Married life is magical and wonderful and not at all the Disney princess romantic dream you think it's going to be. Sure, Ariel and Prince Eric got married and the wedding was beautiful, but if we were to cut to a year later, we'd see Ariel screaming at Eric from the bathroom to bring her toilet paper because he didn't replace it the last time he used it. These 20 tweets will be too real (and funny!) for anyone who really knows what married life is like.
This is very true. Going to a furniture store without your own tape measure or measurements of your home beforehand is amateur hour. If you're married or have been in a long-term relationship with someone you live with, you know the right way to shop for furniture. It's to descend on IKEA with eagle-like precision.
The thing about most dudes is that use toilet paper less than half the time they use the bathroom. They may not realize just how life-altering bad toilet paper can be for a person. There are many things it's OK to skimp on in life. Toilet paper is not one of them.
This is the story of my life! If your husband is worth staying married to, he will give you the grilled cheese he just made and then go make himself another. At the very least, he should make you one after he finishes his.
This is love. One of my favorite activities is popping my partner's pimples. True intimacy isn't always about sexy stuff. Sometime it's about grooming. Monkeys do this, and so do humans who are in love.
Here's the thing, though. Once it's folded, you don't mess with it. There's nothing romantic about ruining half an hour of work. This would totally ruin the mood. Sexy times should be reserved for when the laundry is done and put away.
I don't understand why this is true, but it 100 percent is. Maybe the sneezes get louder. Maybe you're starting to get more sensitive to noises. Whatever the reason, this is the realest statement I have ever read.
I can confirm that this happens even before you're married. When my fiancé swears we did something or went somewhere that I have no memory of, I say he must have done that with his other girlfriend, "Bobin."
This is so real, though. If I buy a snack I know my fiancé will like, I have to hide it from him so I can get one bite before he finishes it off in a single session. There have been so many times where I'm like, "Where are the chips I bought yesterday?!" and he's like, "...oops."
This goes both ways, too. Often, I hear myself responding with "Uh huhs" or "Rights" when my partner is talking, and then I realize I'm not listening at all and I have to play catch up. He does the same with me though, so we're even.
Luckily, my partner and I are probably in bed by 10:20 every night, but we still have this problem. Usually, it's like, 9:30 and he turns to me and asks, "One more episode?" and I am already passed out on the couch, drooling on a pillow.
The longer you're with the person, the more easily you are able to identify the sources of their breath and belches and other bodily functions. "That's a chicken wing burp!" I'll say, or, "Ooh, I know a dairy fart when I hear one."
"But the green would go with the curtains and wouldn't clash with the carpet!
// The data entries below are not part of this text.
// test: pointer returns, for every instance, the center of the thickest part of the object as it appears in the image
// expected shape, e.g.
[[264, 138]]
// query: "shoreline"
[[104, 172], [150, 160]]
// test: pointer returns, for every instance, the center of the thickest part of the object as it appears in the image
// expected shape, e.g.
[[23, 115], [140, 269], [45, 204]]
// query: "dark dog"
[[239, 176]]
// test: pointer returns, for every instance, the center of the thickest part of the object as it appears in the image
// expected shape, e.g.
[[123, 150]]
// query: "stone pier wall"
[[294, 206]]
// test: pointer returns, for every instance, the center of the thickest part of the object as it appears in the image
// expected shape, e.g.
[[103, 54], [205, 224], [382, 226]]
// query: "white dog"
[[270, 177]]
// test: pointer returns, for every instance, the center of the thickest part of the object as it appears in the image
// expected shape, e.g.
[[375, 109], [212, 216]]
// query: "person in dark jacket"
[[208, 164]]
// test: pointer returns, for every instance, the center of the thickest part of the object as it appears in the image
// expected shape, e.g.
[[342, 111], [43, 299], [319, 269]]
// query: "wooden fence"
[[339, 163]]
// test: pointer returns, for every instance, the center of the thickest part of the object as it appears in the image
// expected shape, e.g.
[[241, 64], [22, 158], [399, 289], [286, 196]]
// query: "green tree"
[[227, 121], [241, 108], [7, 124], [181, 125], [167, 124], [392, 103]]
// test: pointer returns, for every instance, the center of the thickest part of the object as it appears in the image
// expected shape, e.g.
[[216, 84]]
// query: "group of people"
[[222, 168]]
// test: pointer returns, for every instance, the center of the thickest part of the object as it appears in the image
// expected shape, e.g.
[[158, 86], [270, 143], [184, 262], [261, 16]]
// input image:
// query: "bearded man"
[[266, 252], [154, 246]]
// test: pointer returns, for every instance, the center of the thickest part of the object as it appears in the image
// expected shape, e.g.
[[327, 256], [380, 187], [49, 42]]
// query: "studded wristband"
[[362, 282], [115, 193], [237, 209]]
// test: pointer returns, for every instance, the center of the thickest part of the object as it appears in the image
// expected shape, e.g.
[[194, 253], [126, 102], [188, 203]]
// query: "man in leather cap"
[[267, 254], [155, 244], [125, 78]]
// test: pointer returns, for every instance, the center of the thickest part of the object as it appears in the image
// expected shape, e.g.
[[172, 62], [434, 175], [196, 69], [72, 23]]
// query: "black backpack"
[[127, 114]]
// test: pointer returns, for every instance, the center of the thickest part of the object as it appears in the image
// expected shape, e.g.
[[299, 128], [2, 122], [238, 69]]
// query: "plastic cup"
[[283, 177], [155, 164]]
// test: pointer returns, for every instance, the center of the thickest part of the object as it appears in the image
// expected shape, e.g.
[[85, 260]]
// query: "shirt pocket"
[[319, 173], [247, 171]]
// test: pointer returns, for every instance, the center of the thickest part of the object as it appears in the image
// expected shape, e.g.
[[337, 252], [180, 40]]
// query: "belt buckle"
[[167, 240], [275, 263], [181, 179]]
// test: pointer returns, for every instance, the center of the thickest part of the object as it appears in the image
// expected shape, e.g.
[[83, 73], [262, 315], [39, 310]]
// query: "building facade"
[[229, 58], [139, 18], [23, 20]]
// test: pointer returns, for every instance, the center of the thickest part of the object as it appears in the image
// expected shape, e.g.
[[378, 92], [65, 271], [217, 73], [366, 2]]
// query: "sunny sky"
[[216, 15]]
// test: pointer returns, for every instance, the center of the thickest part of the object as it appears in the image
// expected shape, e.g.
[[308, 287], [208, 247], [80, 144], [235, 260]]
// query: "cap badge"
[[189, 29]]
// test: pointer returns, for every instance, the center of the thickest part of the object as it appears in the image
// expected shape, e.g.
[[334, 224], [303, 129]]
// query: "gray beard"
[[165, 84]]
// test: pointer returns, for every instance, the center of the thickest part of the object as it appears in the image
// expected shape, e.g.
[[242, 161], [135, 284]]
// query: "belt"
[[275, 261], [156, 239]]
What are you thinking?!" It's amazing how much of your adult life becomes seriously arguing about things you would have been ashamed to have an opinion on ten years earlier.
This is such a dramatic whirlwind of a story. I feel for this couple. He messed up by putting the popcorn maker in the oven, where it's probably never been before. She messed up by preheating the oven without checking to make sure nothing was in the oven because they don't ever store anything in there. And now their oven is ruined, as are their conversations for the next month.
As your partner, I expect you to know every detail about how my body is feeling at every moment of the day, including during sex, and I expect the same information from you. This is what true love entails, people!
When you are married to someone, that means they have publicly declared their love for you. It is your responsibility not to look like a total doofus, which in turn would make the partner who chose to be with you look dumb as well.
What a sneaky trick! I would be so mad if I found out my partner was doing this to me, but also this is 100 percent something I would and will do to my partner the next chance I get. So I don't know what to tell you. I'm a monster.
If you are in a relationship with someone or even just good friends with someone, it is your obligation to discreetly and politely tell them when they have something in their teeth. Signed, someone who always has something stuck in her teeth
I'm sorry. You may love your partner more than any other human being in the world. But dog love? It's unconditional. A dog will never be mean to you or avoid doing the dishes or forget to buy you chocolate on their way home from work.
I don't know, but keep your damn hands to yourself! I grew up with a brother so I always had to watch my food like a hawk, and I thought that would be over forever when I moved out, but then, like an idiot, I chose to move in with another grown man, who's basically a vulture for whatever I'm eating at all times.
This is exactly how it goes in my house, too! It really helps that my fiancé isn't a huge fan of chocolate, which at first I thought was a character flaw, but then I realized all it means is my stash is safe.